Niewykluczone, że z pomocą w tym zakresie przyjdą Saudyjczycy. Jak donosi "The Telegraph", bogacze z Bliskiego Wschodu poważnie zastanawiają się nad zainwestowaniem wielkich pieniędzy w kolejną dyscyplinę. Dzięki temu tenis miałby przejść unifikację, co dotyczyłoby także nagród pieniężnych wypłacanych zawodnikom przez organizatorów.
Obecnie na dużo większe pieniądze mogą liczyć mężczyźni. Jak zaznacza brytyjska gazeta, po ewentualnym zjednoczeniu ATP i WTA początkowo przychody tenisistów być może by zmalały, ale w dłuższej perspektywie więcej zarobiłyby nie tylko kobiety, ale i właśnie mężczyźni.
Trwający w Stanach Zjednoczonych wielkoszlemowy turniej US Open jest doskonałą okazją, aby oficjele z różnych tenisowych szczeblów spotykali się i prowadzili rozmowy.

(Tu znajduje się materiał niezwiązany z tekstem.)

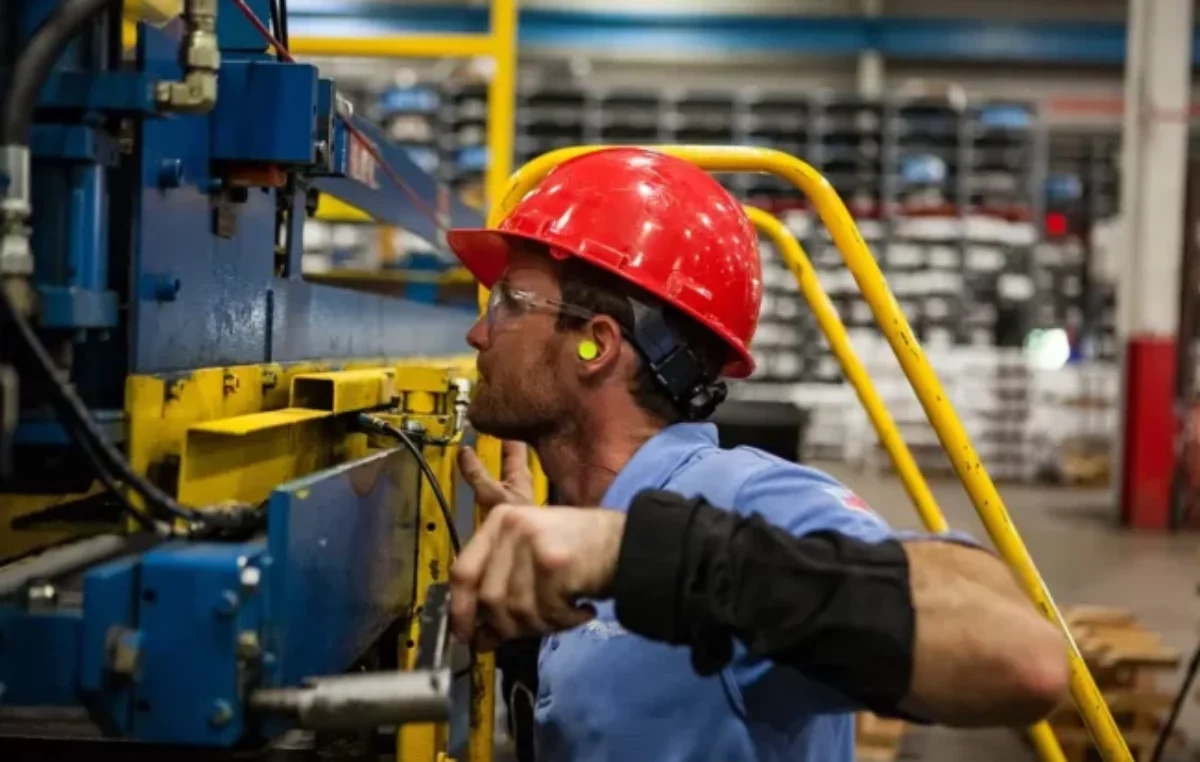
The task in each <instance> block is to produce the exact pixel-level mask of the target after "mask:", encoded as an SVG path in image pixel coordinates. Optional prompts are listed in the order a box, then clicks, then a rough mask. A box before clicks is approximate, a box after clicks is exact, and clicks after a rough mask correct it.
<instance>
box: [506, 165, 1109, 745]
mask: <svg viewBox="0 0 1200 762" xmlns="http://www.w3.org/2000/svg"><path fill="white" fill-rule="evenodd" d="M604 148H606V146H602V145H589V146H577V148H566V149H559V150H556V151H551V152H548V154H545V155H542V156H539V157H538V158H535V160H533V161H530V162H528V163H527V164H526V166H524V167H522V168H521V169H518V170H517V172H516V173H515V174H514V175H512V178H511V179H510V180H509V184H508V188H506V190H505V192H504V194H503V196H502V197H500V198H499V200H498V203H496V204H494V205H493V206H492V209H491V212H490V215H488V227H496V226H498V224H499V222H500V221H502V220H503V218H504V217H505V216H508V214H509V212H510V211H511V210H512V208H514V206H516V204H517V202H520V200H521V199H522V198H523V197H524V196H526V193H528V192H529V191H530V190H533V187H534V186H535V185H536V184H538V182H540V181H541V179H542V178H545V176H546V174H547V173H550V170H551V169H553V168H554V167H557V166H558V164H560V163H562V162H564V161H568V160H569V158H574V157H577V156H582V155H584V154H589V152H593V151H596V150H601V149H604ZM644 148H647V149H649V150H655V151H660V152H664V154H668V155H672V156H677V157H679V158H683V160H685V161H690V162H692V163H695V164H697V166H700V167H702V168H704V169H707V170H709V172H721V173H727V172H764V173H770V174H774V175H776V176H780V178H784V179H786V180H790V181H791V182H792V184H793V185H796V186H797V187H798V188H799V190H800V191H803V192H804V193H805V194H806V196H808V197H809V199H810V200H811V202H812V205H814V208H815V209H816V211H817V214H818V216H820V217H821V220H822V222H823V223H824V226H826V227H827V228H828V229H829V233H830V235H832V236H833V240H834V244H835V245H836V246H838V250H839V251H840V252H841V254H842V258H844V259H845V262H846V266H847V268H850V271H851V274H852V275H853V276H854V281H856V282H857V283H858V288H859V290H860V292H862V294H863V296H864V299H865V300H866V302H868V304H869V305H870V307H871V313H872V314H874V316H875V320H876V323H877V324H878V326H880V329H881V330H882V331H883V335H884V336H886V337H887V340H888V344H889V346H890V347H892V352H893V353H894V354H895V355H896V359H898V360H899V362H900V366H901V368H902V370H904V373H905V377H906V378H907V379H908V383H910V384H911V385H912V388H913V390H914V391H916V392H917V397H918V398H919V400H920V404H922V407H923V408H924V410H925V415H926V416H928V418H929V421H930V424H931V425H932V426H934V430H935V431H936V432H937V437H938V440H940V442H941V444H942V448H943V449H944V450H946V452H947V455H948V456H949V458H950V461H952V463H953V464H954V469H955V472H956V473H958V475H959V479H960V481H961V482H962V486H964V487H965V488H966V491H967V494H968V496H970V497H971V502H972V503H973V504H974V508H976V512H977V514H978V515H979V518H980V520H982V522H983V524H984V527H985V528H986V530H988V534H989V536H990V538H991V540H992V542H994V544H995V545H996V548H997V551H998V552H1000V554H1001V557H1003V559H1004V562H1006V563H1007V564H1008V565H1009V568H1010V569H1012V570H1013V572H1014V574H1015V575H1016V577H1018V580H1019V581H1020V583H1021V586H1022V587H1024V588H1025V592H1026V593H1027V594H1028V596H1030V598H1031V599H1032V600H1033V602H1034V604H1036V605H1037V607H1038V610H1039V611H1040V612H1042V613H1043V616H1045V617H1046V618H1048V619H1050V622H1052V623H1054V624H1055V625H1056V626H1057V628H1058V629H1060V631H1061V632H1062V635H1063V640H1064V641H1066V644H1067V648H1068V655H1069V660H1070V691H1072V695H1073V697H1074V700H1075V704H1076V707H1078V708H1079V712H1080V714H1081V715H1082V716H1084V720H1085V724H1086V725H1087V728H1088V732H1090V733H1091V736H1092V739H1093V742H1094V743H1096V745H1097V748H1098V749H1099V751H1100V755H1102V757H1103V758H1104V761H1105V762H1133V757H1132V755H1130V754H1129V748H1128V746H1127V745H1126V742H1124V738H1123V737H1122V734H1121V730H1120V728H1118V727H1117V724H1116V721H1115V720H1114V719H1112V714H1111V712H1110V710H1109V708H1108V704H1106V703H1105V702H1104V695H1103V694H1102V692H1100V690H1099V688H1098V686H1097V684H1096V680H1094V678H1093V677H1092V674H1091V672H1090V671H1088V668H1087V664H1086V662H1085V661H1084V658H1082V655H1081V654H1080V652H1079V648H1078V646H1076V644H1075V641H1074V638H1073V637H1072V635H1070V631H1069V629H1068V628H1067V624H1066V622H1064V620H1063V618H1062V614H1061V613H1060V611H1058V607H1057V606H1056V605H1055V602H1054V599H1052V598H1051V595H1050V590H1049V589H1048V588H1046V584H1045V582H1044V581H1043V580H1042V576H1040V574H1039V572H1038V570H1037V566H1036V565H1034V563H1033V559H1032V558H1031V557H1030V553H1028V550H1027V548H1026V547H1025V542H1024V541H1022V540H1021V536H1020V534H1019V533H1018V532H1016V528H1015V527H1014V526H1013V521H1012V517H1010V516H1009V514H1008V510H1007V509H1006V508H1004V503H1003V499H1002V498H1001V496H1000V492H998V491H997V490H996V485H995V482H994V481H992V480H991V476H990V475H989V474H988V472H986V469H985V468H984V467H983V463H982V462H980V460H979V456H978V455H977V454H976V450H974V448H973V446H972V444H971V438H970V437H968V436H967V432H966V428H965V427H964V426H962V422H961V421H960V420H959V416H958V414H956V413H955V412H954V407H953V406H952V404H950V401H949V398H948V397H947V395H946V391H944V389H943V388H942V384H941V382H940V380H938V378H937V374H936V373H935V372H934V370H932V367H930V365H929V361H928V360H926V359H925V355H924V353H923V352H922V349H920V346H919V343H918V342H917V338H916V336H914V334H913V331H912V328H911V326H910V324H908V319H907V318H906V317H905V314H904V312H902V311H901V310H900V307H899V305H898V304H896V301H895V298H894V296H893V294H892V292H890V289H889V288H888V284H887V281H886V280H884V277H883V272H882V271H881V270H880V266H878V264H877V263H876V260H875V258H874V257H872V256H871V252H870V250H869V248H868V246H866V242H865V241H864V240H863V236H862V233H860V232H859V230H858V227H857V226H856V224H854V220H853V217H852V216H851V214H850V210H848V209H847V208H846V205H845V203H844V202H842V200H841V198H840V197H839V196H838V192H836V191H835V190H834V188H833V186H832V185H830V184H829V181H828V180H826V178H824V176H822V175H821V173H818V172H817V170H816V169H815V168H812V167H811V166H809V164H808V163H805V162H803V161H800V160H799V158H796V157H794V156H791V155H788V154H784V152H782V151H776V150H772V149H760V148H744V146H697V145H648V146H644ZM804 287H805V284H804V283H803V282H802V288H804ZM864 377H865V372H864ZM881 407H882V406H881ZM1038 733H1040V731H1038ZM1039 750H1043V752H1044V751H1045V746H1039ZM1060 754H1061V752H1060ZM1046 758H1055V757H1046Z"/></svg>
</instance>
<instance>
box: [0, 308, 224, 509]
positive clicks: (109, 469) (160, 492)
mask: <svg viewBox="0 0 1200 762" xmlns="http://www.w3.org/2000/svg"><path fill="white" fill-rule="evenodd" d="M0 307H2V312H4V314H0V320H6V322H8V323H12V325H13V326H14V328H16V329H17V330H16V332H17V334H18V335H19V336H20V341H22V343H23V344H24V346H25V349H26V350H28V352H29V354H30V355H32V359H34V364H35V365H36V366H37V368H38V371H41V373H42V376H43V377H44V382H46V384H47V386H48V388H49V390H50V395H52V397H53V400H54V403H55V407H56V408H58V409H59V413H60V414H61V415H64V416H65V418H67V419H68V421H70V427H71V428H72V430H73V431H74V432H76V433H77V436H78V437H79V439H80V442H82V443H83V445H84V451H85V452H90V455H94V456H95V457H96V458H97V460H98V461H100V462H101V463H102V464H103V466H104V467H106V468H104V470H106V472H107V473H108V474H110V475H113V476H114V478H115V479H116V480H119V481H122V482H125V484H126V485H128V486H130V487H131V488H133V490H134V491H137V492H138V493H139V494H140V496H142V498H143V499H144V500H145V503H146V509H148V510H149V511H150V512H151V515H154V516H155V517H156V518H162V520H175V518H179V520H182V521H186V522H188V523H192V522H196V521H203V517H202V515H200V514H198V512H197V511H194V510H192V509H188V508H185V506H182V505H180V504H179V503H176V502H175V500H174V498H172V497H170V496H169V494H167V493H166V492H163V491H162V490H160V488H158V487H156V486H155V485H154V484H151V482H150V481H149V480H146V479H144V478H143V476H142V475H140V474H138V473H137V472H134V470H133V468H132V467H131V466H130V463H128V461H126V460H125V456H122V455H121V454H120V452H118V451H116V448H114V446H113V445H112V443H109V442H108V437H106V436H104V432H102V431H101V430H100V426H98V425H97V424H96V421H95V420H92V418H91V413H89V412H88V406H86V404H84V402H83V400H80V398H79V395H77V394H76V392H74V389H72V388H71V384H70V383H67V382H66V379H64V378H62V376H61V374H60V373H59V370H58V368H56V367H55V366H54V360H53V359H50V355H49V353H47V352H46V347H43V346H42V342H41V341H38V340H37V336H36V335H35V334H34V329H32V326H30V324H29V322H28V320H26V319H25V317H24V316H23V314H20V312H19V311H18V310H16V307H14V306H13V304H12V300H11V298H10V296H8V292H7V290H5V289H2V288H0Z"/></svg>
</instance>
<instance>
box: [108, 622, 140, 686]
mask: <svg viewBox="0 0 1200 762" xmlns="http://www.w3.org/2000/svg"><path fill="white" fill-rule="evenodd" d="M140 661H142V637H140V634H139V632H138V631H137V630H130V629H126V628H113V629H112V630H109V634H108V668H109V670H112V671H113V672H114V673H116V674H125V676H130V677H132V676H133V674H137V671H138V665H139V662H140Z"/></svg>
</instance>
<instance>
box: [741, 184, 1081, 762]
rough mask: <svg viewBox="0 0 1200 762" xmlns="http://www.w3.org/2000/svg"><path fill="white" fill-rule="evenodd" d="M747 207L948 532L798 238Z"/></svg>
mask: <svg viewBox="0 0 1200 762" xmlns="http://www.w3.org/2000/svg"><path fill="white" fill-rule="evenodd" d="M745 211H746V215H748V216H749V217H750V221H751V222H754V224H755V227H756V228H758V232H760V233H762V234H763V235H766V236H767V238H769V239H770V240H772V242H774V244H775V248H776V250H779V256H780V257H781V258H782V259H784V262H785V263H786V264H787V266H788V269H790V270H791V271H792V275H793V276H794V277H796V283H797V286H799V289H800V294H803V295H804V300H805V301H806V302H808V304H809V307H810V308H811V310H812V314H814V316H815V317H816V319H817V325H818V326H820V328H821V332H822V334H823V335H824V337H826V341H828V342H829V348H830V349H832V350H833V355H834V356H835V358H836V359H838V364H839V365H840V366H841V372H842V374H845V376H846V380H848V382H850V385H851V386H853V388H854V392H856V394H857V395H858V401H859V402H860V403H862V404H863V409H864V410H866V416H868V418H869V419H870V420H871V426H874V428H875V433H876V434H877V436H878V437H880V443H881V444H882V445H883V449H884V450H886V451H887V454H888V457H890V458H892V464H893V467H894V468H895V469H896V474H898V475H899V476H900V482H901V484H904V487H905V491H906V492H907V493H908V497H910V498H911V499H912V504H913V506H916V509H917V515H918V516H920V521H922V523H923V524H924V526H925V529H928V530H929V532H946V530H948V529H949V528H950V527H949V524H948V523H947V521H946V515H944V514H943V512H942V509H941V508H938V505H937V500H936V499H935V498H934V492H932V491H931V490H930V488H929V482H928V481H925V476H924V474H922V473H920V468H919V467H918V466H917V461H916V460H914V458H913V456H912V451H910V450H908V445H907V444H905V440H904V437H902V436H901V434H900V430H899V428H896V424H895V420H893V418H892V414H890V413H889V412H888V408H887V406H886V404H884V403H883V398H882V397H880V392H878V391H877V390H876V389H875V384H874V383H872V382H871V377H870V374H869V373H868V372H866V368H865V367H864V366H863V362H862V360H859V359H858V354H857V353H856V352H854V348H853V346H851V343H850V335H848V334H847V332H846V325H845V324H844V323H842V322H841V317H839V316H838V310H836V308H835V307H834V306H833V302H832V301H829V295H828V294H827V293H826V290H824V288H822V287H821V282H820V281H818V280H817V274H816V271H814V270H812V263H811V262H810V260H809V256H808V254H806V253H805V252H804V247H803V246H800V242H799V241H798V240H797V239H796V236H794V235H792V233H791V232H790V230H788V229H787V227H786V226H784V223H782V222H780V221H779V218H778V217H775V216H774V215H770V214H768V212H766V211H763V210H762V209H757V208H755V206H746V208H745ZM1028 733H1030V739H1031V740H1032V742H1033V746H1034V749H1037V751H1038V757H1039V758H1040V760H1043V762H1067V757H1066V755H1064V754H1063V752H1062V746H1061V745H1058V739H1057V738H1055V736H1054V730H1051V727H1050V725H1049V724H1048V722H1045V721H1042V722H1038V724H1037V725H1034V726H1033V727H1031V728H1030V731H1028Z"/></svg>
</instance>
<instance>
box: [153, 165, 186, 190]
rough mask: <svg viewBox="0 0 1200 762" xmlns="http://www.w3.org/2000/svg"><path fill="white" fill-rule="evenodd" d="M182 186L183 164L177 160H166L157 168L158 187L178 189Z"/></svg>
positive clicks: (183, 172) (166, 189)
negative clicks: (161, 165) (159, 166)
mask: <svg viewBox="0 0 1200 762" xmlns="http://www.w3.org/2000/svg"><path fill="white" fill-rule="evenodd" d="M182 184H184V162H181V161H180V160H178V158H166V160H163V162H162V166H161V167H160V168H158V187H161V188H163V190H168V188H178V187H179V186H181V185H182Z"/></svg>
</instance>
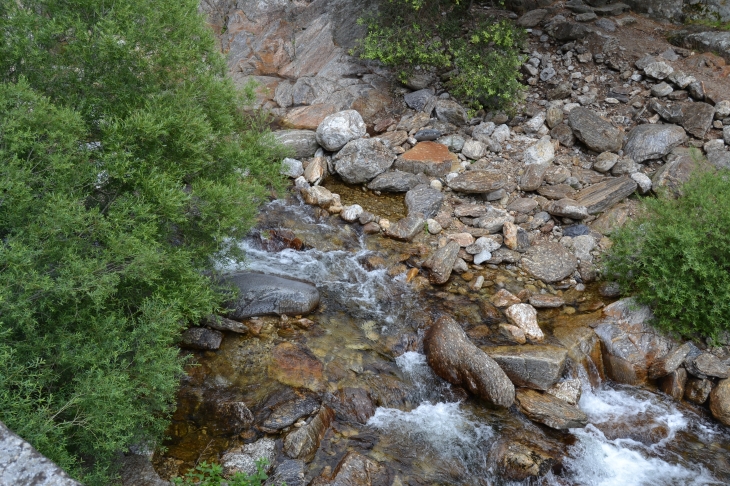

Niewykluczone jednak, że przy chęci akceptacji intrantnych propozycji z Arabii Saudyjskiej dojdą dylematy moralne.
Krajowi temu od dawna zarzuca się brak poszanowania dla praw kobiet, przez co już wzmagają się głosy, że organizowanie turniejów w takim miejscu będzie przyzwoleniem na takie podejście. Tak czy inaczej rozmowy trwają, a od ich pomyślnego finału zależy nadejście rewolucji w tenisowym świecie.